Weil die 35 Bauern nicht genug Eier geliefert haben, "haben die eingegangenen Verpflichtungen uns verleitet, zusätzlich Ware einfließen zu lassen", entschuldigte sich der Betrieb. Nun müsse geklärt werden, wo die Schwachstelle im System war und die Lücke geschlossen werden, betont die AMA. Eine Schwachstelle ist offenbar das Abstempeln: Um Schummeleien den Riegel vorzuschieben, stempeln die Bauern in der Regel selbst ihre Eier mit dem Zahlen- und Buchstabencode ab, der über Haltungsform und Herkunft informiert: So steht zum Beispiel 0 für Bio-Eier und 1 für Freilandhaltung, AT steht für Österreich und die folgende Nummer identifiziert den Betrieb.

Doch auch viele Packstellen haben diesen Stempel, weil manche Handelsketten die Eier mit dem Mindesthaltbarkeitsdatum versehen haben wollen - und das erledigen die Packstellen.

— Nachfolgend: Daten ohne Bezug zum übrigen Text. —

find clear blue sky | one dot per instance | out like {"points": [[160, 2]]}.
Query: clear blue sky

Damit kann aus einem ungarischen Ei schnell ein österreichisches werden. Die AMA hat dem Betrieb nun das Gütesiegel bis auf Widerruf aberkannt.

Außerdem wurden bisher nach jedem Betrugsfall die Richtlinien für das AMA-Gütesiegel verschärft. Jeder Fall habe eine abschreckende Wirkung auf andere Betriebe, sagt Hackl: "Ein Eierproduzent kann es sich heute fast nicht erlauben, das Gütesiegel nicht zu tragen, denn der Handel verlangt es." Von den 1,35 Milliarden Eiern, die in Österreich produziert werden, tragen rund eine Milliarde das Gütesiegel, der Großteil davon kommt in den Handel. Die Zertifizierung ist für jeden Betrieb freiwillig.

Der AMA zufolge passiere solch eine Schummelei ganz selten - das letzte Mal vor drei Jahren, als ein Betrieb Eier für den Handel (mit Siegel) und für die Weiterverarbeitung zu Nudeln und Brot (ohne Siegel) durcheinanderbrachte.

Kassierten Bauern mit?

Das LKA nimmt nun auch die zuliefernden Bauern ins Visier: Es könne nicht ausgeschlossen werden, dass diese von den Machenschaften wussten und sogar prozentuell mitkassiert haben, sagte ein Ermittler am Dienstag. Der Geschäftsführer der Packstelle wurde bereits freigestellt und auch der Obmann der Genossenschaft, in die der Betrieb eingebunden ist, ist zurückgetreten.